Zum Teufel mit Eurer political correctness!

Die Scheu vor der selbstbewußten und konfliktreichen Gesellschaft

Der Autor schrieb dieses Kommentar vor der herbstlichen Regierungskrise, anläßlich der Sommerinterviews mit Haider.

Wir öffnen den Deckel der Kiste politischer Alltgastheorien und ziehen den intellektuell-liberalen Bestsellersatz heraus: „Das ist die Bewegung der kleinen Leute, des Kleinbürgertums und der sozial Deklassierten“, also zusammengefaßt: der armen Dummen oder der dummen Armen.

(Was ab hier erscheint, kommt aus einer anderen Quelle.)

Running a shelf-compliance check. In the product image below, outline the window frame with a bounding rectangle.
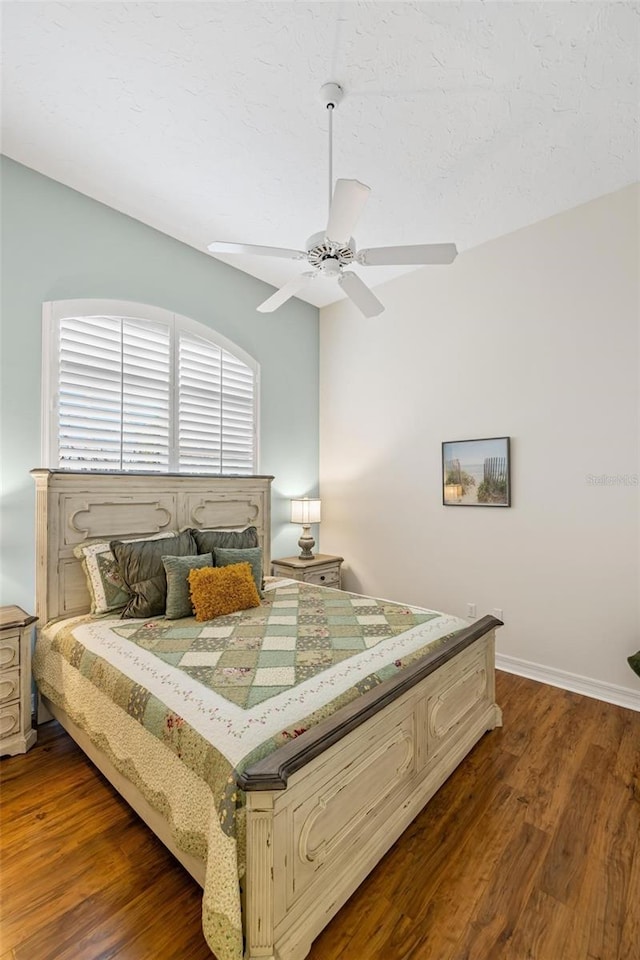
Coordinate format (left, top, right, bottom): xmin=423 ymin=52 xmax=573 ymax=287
xmin=41 ymin=299 xmax=260 ymax=476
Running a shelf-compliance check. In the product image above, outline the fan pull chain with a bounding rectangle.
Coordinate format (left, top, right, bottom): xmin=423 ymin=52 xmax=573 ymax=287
xmin=327 ymin=103 xmax=335 ymax=213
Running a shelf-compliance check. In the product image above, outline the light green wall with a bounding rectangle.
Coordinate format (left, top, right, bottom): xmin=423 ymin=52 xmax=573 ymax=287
xmin=0 ymin=157 xmax=318 ymax=612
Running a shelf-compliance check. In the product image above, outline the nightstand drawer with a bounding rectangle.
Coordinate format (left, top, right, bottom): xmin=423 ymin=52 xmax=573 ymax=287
xmin=0 ymin=635 xmax=20 ymax=670
xmin=0 ymin=670 xmax=20 ymax=703
xmin=304 ymin=567 xmax=340 ymax=587
xmin=0 ymin=700 xmax=20 ymax=740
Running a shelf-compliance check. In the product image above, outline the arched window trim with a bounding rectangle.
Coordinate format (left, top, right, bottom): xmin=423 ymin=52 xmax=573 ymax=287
xmin=41 ymin=299 xmax=260 ymax=473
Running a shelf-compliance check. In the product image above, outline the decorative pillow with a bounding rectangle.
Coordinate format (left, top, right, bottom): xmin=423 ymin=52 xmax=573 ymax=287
xmin=189 ymin=563 xmax=260 ymax=621
xmin=191 ymin=527 xmax=258 ymax=553
xmin=73 ymin=533 xmax=175 ymax=614
xmin=162 ymin=553 xmax=213 ymax=620
xmin=111 ymin=530 xmax=198 ymax=618
xmin=213 ymin=547 xmax=262 ymax=596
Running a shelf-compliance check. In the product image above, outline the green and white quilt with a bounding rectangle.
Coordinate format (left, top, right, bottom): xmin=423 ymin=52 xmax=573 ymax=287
xmin=34 ymin=580 xmax=468 ymax=960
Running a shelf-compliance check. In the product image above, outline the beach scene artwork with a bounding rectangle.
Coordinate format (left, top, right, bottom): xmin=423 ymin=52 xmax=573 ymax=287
xmin=442 ymin=437 xmax=511 ymax=507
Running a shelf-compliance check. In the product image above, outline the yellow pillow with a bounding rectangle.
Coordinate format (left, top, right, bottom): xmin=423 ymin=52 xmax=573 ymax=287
xmin=189 ymin=563 xmax=260 ymax=621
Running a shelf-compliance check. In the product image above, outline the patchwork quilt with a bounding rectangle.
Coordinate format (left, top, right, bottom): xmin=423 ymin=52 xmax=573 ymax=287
xmin=33 ymin=580 xmax=468 ymax=960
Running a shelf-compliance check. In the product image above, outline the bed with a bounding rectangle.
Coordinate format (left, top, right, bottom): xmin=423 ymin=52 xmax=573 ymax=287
xmin=33 ymin=469 xmax=501 ymax=960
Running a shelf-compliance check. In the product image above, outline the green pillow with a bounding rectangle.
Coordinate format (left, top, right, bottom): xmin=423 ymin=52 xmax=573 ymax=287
xmin=111 ymin=530 xmax=198 ymax=618
xmin=162 ymin=553 xmax=213 ymax=620
xmin=213 ymin=547 xmax=262 ymax=596
xmin=191 ymin=527 xmax=259 ymax=553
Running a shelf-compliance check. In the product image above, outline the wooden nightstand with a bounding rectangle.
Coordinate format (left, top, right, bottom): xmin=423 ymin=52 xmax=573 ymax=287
xmin=271 ymin=553 xmax=343 ymax=590
xmin=0 ymin=607 xmax=38 ymax=757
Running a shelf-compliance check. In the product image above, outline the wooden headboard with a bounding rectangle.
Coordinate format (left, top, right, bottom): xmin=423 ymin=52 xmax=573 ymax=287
xmin=31 ymin=469 xmax=273 ymax=626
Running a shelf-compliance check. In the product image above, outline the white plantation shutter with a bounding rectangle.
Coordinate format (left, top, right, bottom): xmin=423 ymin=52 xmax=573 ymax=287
xmin=45 ymin=302 xmax=257 ymax=475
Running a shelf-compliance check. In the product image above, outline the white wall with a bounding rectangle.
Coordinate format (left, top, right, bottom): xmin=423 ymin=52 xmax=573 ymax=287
xmin=320 ymin=185 xmax=640 ymax=704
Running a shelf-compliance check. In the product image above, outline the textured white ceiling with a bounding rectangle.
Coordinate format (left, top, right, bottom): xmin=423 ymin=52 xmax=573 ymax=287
xmin=2 ymin=0 xmax=640 ymax=306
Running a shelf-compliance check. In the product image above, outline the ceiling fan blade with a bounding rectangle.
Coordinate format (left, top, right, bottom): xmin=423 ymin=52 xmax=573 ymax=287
xmin=338 ymin=273 xmax=384 ymax=317
xmin=207 ymin=240 xmax=307 ymax=260
xmin=327 ymin=180 xmax=371 ymax=243
xmin=256 ymin=273 xmax=315 ymax=313
xmin=356 ymin=243 xmax=458 ymax=267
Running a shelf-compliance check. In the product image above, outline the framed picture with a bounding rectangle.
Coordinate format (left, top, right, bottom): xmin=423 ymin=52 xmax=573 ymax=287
xmin=442 ymin=437 xmax=511 ymax=507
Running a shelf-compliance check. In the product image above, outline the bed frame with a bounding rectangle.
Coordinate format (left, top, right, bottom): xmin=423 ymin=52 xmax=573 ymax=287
xmin=32 ymin=470 xmax=502 ymax=960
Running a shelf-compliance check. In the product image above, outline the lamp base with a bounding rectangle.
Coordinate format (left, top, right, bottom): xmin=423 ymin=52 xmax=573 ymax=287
xmin=298 ymin=525 xmax=316 ymax=560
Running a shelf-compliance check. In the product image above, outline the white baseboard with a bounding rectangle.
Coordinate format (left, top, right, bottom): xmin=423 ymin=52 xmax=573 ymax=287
xmin=496 ymin=653 xmax=640 ymax=711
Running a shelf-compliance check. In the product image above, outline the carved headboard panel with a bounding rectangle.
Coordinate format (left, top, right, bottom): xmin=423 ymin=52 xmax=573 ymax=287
xmin=31 ymin=470 xmax=273 ymax=626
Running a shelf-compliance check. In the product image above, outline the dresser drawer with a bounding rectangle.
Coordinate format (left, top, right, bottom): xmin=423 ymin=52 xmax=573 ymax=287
xmin=0 ymin=670 xmax=20 ymax=703
xmin=304 ymin=567 xmax=340 ymax=587
xmin=0 ymin=635 xmax=20 ymax=670
xmin=0 ymin=700 xmax=20 ymax=740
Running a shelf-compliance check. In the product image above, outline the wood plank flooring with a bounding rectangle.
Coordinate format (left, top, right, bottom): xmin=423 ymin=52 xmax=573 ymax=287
xmin=0 ymin=674 xmax=640 ymax=960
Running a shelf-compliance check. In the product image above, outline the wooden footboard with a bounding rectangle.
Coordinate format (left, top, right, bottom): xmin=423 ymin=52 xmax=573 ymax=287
xmin=240 ymin=617 xmax=502 ymax=960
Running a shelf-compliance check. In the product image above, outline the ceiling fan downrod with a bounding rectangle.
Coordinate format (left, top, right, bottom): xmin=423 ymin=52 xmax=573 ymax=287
xmin=320 ymin=82 xmax=344 ymax=217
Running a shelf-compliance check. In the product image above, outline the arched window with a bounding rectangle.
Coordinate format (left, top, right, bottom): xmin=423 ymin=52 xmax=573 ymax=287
xmin=42 ymin=300 xmax=259 ymax=474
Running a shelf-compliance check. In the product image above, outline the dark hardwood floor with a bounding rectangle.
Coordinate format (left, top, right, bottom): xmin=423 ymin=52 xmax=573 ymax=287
xmin=0 ymin=674 xmax=640 ymax=960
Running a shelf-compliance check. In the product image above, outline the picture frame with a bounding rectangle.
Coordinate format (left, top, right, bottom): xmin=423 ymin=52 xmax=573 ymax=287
xmin=442 ymin=437 xmax=511 ymax=507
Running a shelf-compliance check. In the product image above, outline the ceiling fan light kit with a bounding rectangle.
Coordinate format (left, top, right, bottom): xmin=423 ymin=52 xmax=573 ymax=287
xmin=207 ymin=82 xmax=458 ymax=317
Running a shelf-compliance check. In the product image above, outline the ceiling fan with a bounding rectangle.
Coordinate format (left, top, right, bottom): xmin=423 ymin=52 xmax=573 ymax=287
xmin=207 ymin=83 xmax=458 ymax=317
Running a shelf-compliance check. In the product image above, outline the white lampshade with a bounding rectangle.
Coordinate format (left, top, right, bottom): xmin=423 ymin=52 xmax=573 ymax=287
xmin=291 ymin=497 xmax=321 ymax=525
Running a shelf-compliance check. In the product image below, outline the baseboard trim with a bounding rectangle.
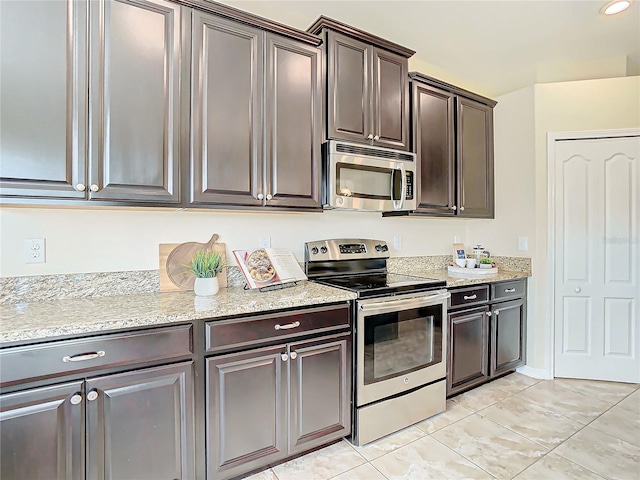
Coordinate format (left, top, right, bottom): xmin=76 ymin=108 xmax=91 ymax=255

Was die rassistische Einstellung und Praxis betriftt, eines der bewegenden Herzstücke europäischen Rechtspopulismus, ist der Faktor „Armut“ kaum aussagekräftig. Es ist gerade die aufgestiegene Mittelschicht, die sichtbare Armut befremdet, weil letzteres die Unsicherheit des erworbenen Standards beunruhigend ins Blickfeld rückt. Die sogenannten Modernisierungsverlierer neigen nicht mehr zu ausgrenzenden Maßnahmen gegen Menschen südländischer Herkunft als gesicherte Angestellte oder hohe Beamte. Sie sagen nur offen „Ausländer raus!“, so mancher Maturant hat gelernt, was moralisch erwünscht und intellektuell erlaubt ist. Entlang des Faktors „Bildung“ läuft die Linie von offener zu verdeckter rassistischen Einstellung. Die völkische Koppelung von Menschen- und Bürgerrecht an die Kenntnis vom Grünen Veltliner oder Maria Theresias Kinder hat sich in die Mitte unserer Gesellschaft vorgearbeitet, abendländisches Elitebewußtsein trotzt inmitten der „Festung“, sitz im „Schiff“, wohnt im „Haus“, auf der „Insel“, WIR sind unser „Körper“, während draußen das „Chaos“ herrscht, „Fluten“ uns bedrohen, der „Dschungel“ und die „Wüste“ beginnt, „Turbulenzen“ bemerkbar sind, „Viren“ und „Gift“ unsere Gesundheit gefährden.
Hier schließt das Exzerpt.